We could redesign the fallback to support sparse matrices better. I believe the fallback calls something like:
for J = blockaxes(A,2), K = blockcolsupport(A,J)
...
end
That is, it already supports certain sparsity patterns (K
will only loop over non-zero entries in the column for block banded matrices). Perhaps we can do redesign this as:
for (K,J) = nonzeroblocks(A)
...
end
which will default to the previous behaviour, with no performance penality.
nonzeroblocks
should be renamed to whatever it's called in sparse arrays...
Errr.... for matrix-vector do we need to make sure we are doing the columns in order?? Maybe it doesn't matter...
I have a similar-ish problem where the matrices being blocked are Toeplitz.

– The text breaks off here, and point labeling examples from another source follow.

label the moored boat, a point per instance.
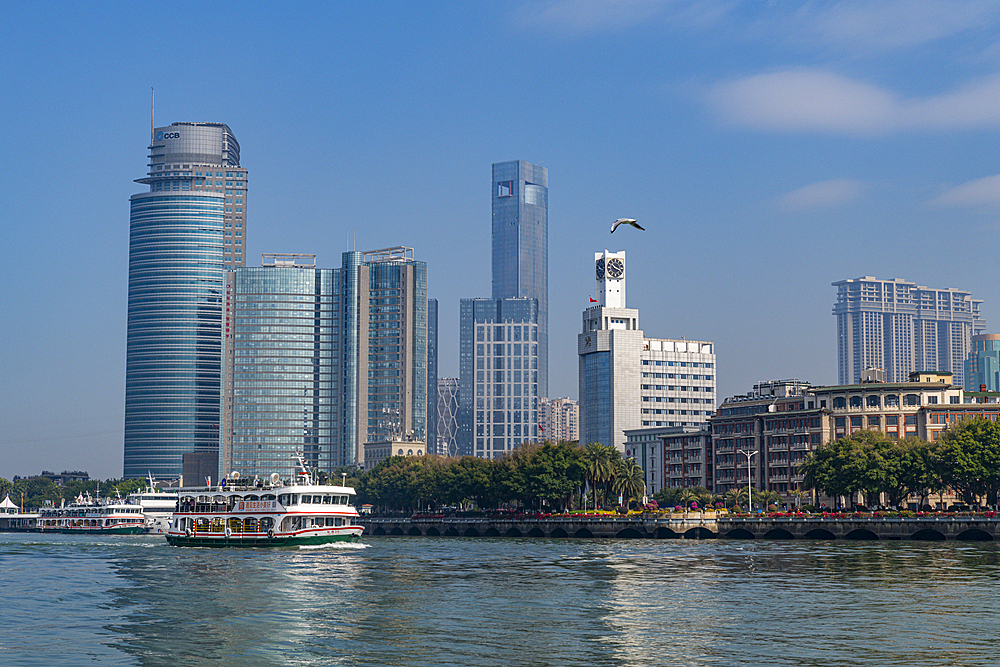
(87, 515)
(157, 507)
(268, 513)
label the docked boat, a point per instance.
(87, 515)
(157, 507)
(265, 513)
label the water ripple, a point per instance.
(456, 601)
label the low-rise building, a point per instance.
(379, 450)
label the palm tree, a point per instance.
(598, 467)
(706, 498)
(736, 495)
(769, 497)
(630, 480)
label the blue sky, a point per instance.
(769, 149)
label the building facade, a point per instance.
(281, 375)
(628, 380)
(982, 367)
(432, 359)
(498, 367)
(323, 361)
(520, 244)
(558, 419)
(902, 327)
(447, 417)
(182, 239)
(385, 379)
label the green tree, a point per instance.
(629, 481)
(736, 496)
(598, 465)
(852, 464)
(969, 459)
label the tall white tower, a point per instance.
(609, 278)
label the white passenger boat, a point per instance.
(157, 507)
(87, 515)
(268, 513)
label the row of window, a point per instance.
(682, 364)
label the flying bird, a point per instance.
(625, 221)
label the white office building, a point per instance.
(629, 380)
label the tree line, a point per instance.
(965, 459)
(539, 476)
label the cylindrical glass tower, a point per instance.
(173, 359)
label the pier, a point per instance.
(695, 526)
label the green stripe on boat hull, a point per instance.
(196, 541)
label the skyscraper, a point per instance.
(432, 384)
(322, 361)
(628, 380)
(982, 366)
(521, 245)
(447, 418)
(384, 349)
(183, 236)
(498, 369)
(902, 327)
(281, 370)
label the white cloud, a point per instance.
(825, 194)
(980, 192)
(820, 101)
(889, 24)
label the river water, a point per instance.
(479, 601)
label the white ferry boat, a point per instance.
(86, 515)
(268, 513)
(157, 507)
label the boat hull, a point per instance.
(261, 541)
(129, 530)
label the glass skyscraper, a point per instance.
(385, 348)
(321, 361)
(499, 370)
(181, 241)
(280, 392)
(521, 244)
(982, 366)
(902, 327)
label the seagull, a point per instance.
(625, 221)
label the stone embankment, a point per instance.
(695, 525)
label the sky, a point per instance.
(768, 148)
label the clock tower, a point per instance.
(609, 279)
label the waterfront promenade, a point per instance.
(695, 525)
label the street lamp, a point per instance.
(749, 456)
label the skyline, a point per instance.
(768, 152)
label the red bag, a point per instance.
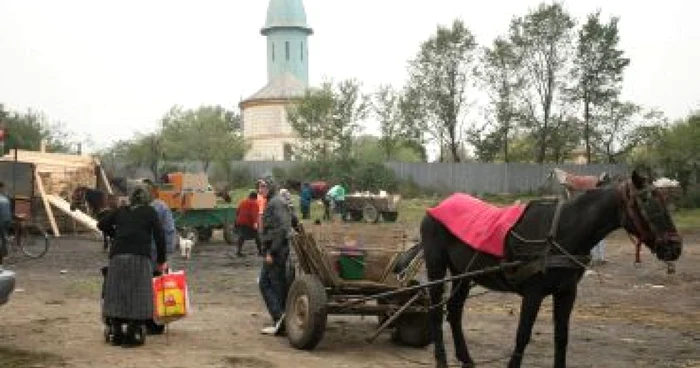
(170, 297)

A little contrived problem is e.g.
using ToeplitzMatrices, BlockArrays
N = 10000
vc = 1:N
vr = [1; rand(N-1)]
T = Toeplitz(vc, vr)
F = Matrix(T)
x = ones(size(T,1))
@time T*x; # 0.002933 seconds (59 allocations: 1019.281 KiB)
@time F*x; # 0.012257 seconds (2 allocations: 78.172 KiB)
BlockT = mortar(reshape([T,T,T,T,T],1,5))
BlockF = [F F F F F]
varinfo(r"Block")
# name size summary
# BlockF 3.725 GiB 10000×50000 Matrix{Float64}
# BlockT 156.750 KiB 1x5-blocked
yblock = BlockVector(ones(Float64,5N), [N,N,N,N,N])
y = ones(5N)
@time BlockT*yblock; # 4.774871 seconds (50.01 k allocations: 3.128 MiB)
@time BlockT*y; # 0.390425 seconds (3 allocations: 78.203 KiB)
@time BlockF*yblock; # 0.172353 seconds (3 allocations: 78.266 KiB)
@time BlockF*y; # 0.070361 seconds (2 allocations: 78.172 KiB)
I guess this makes me wonder if I should even expect this package to work when the blocked matrices are structured and not dense/sparse. I also do not get why using the blocked-vector is so much worse than the standard vector.